A Probabilistic Approach to Surgical Tasks and Skill Metrics

• Published in: IEEE transactions on biomedical engineering Vol. 69; no. 7; pp. 2212 - 2219
• Main Authors: Berniker, Max, Bhattacharyya, Kiran D., Brown, Kristen C., Jarc, Anthony
• Format: Journal Article
• Language: English
• Published: United States IEEE 01.07.2022; The Institute of Electrical and Electronics Engineers, Inc. (IEEE)

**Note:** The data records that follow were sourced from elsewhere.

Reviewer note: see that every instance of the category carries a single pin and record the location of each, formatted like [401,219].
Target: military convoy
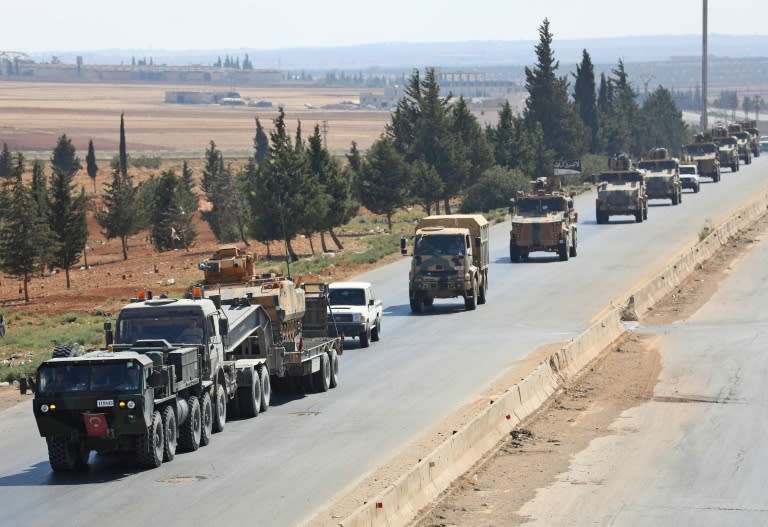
[450,259]
[173,369]
[543,220]
[662,175]
[703,153]
[621,191]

• Subjects: Algorithms; Boundaries; Data science; Instruments; Machine learning; Measurement; Noise sensitivity; objective metrics; Probabilistic logic; probabilistic methods; Robotic-assisted surgery; Surgeons; Surgery; surgical annotation; surgical data science; surgical skills assessment; Task analysis; Unstructured data
• ISSN: 0018-9294; 1558-2531; 1558-2531
• DOI: 10.1109/TBME.2021.3139538

Identifying and quantifying the activities that compose surgery is essential for effective interventions, computer-aided analyses and the advancement of surgical data science. For example, recent studies have shown that objective metrics (referred to as objective performance indicators, OPIs) computed during key surgical tasks correlate with surgeon skill and clinical outcomes. Unambiguous identification of these surgical tasks can be particularly challenging for both human annotators and algorithms. Each surgical procedure has multiple approaches, each surgeon has their own level of skill, and the initiation and termination of surgical tasks can be subject to interpretation. As such, human annotators and machine learning models face the same basic problem, accurately identifying the boundaries of surgical tasks despite variable and unstructured information. For use in surgeon feedback, OPIs should also be robust to the variability and diversity in this data. To mitigate this difficulty, we propose a probabilistic approach to surgical task identification and calculation of OPIs. Rather than relying on tasks that are identified by hard temporal boundaries, we demonstrate an approach that relies on distributions of start and stop times, for a probabilistic interpretation of when the task was performed. We first use hypothetical data to outline how this approach is superior to other conventional approaches. Then we present similar analyses on surgical data. We find that when surgical tasks are identified by their individual probabilities, the resulting OPIs are less sensitive to noise in the identification of the start and stop times. These results suggest that this probabilistic approach holds promise for the future of surgical data science.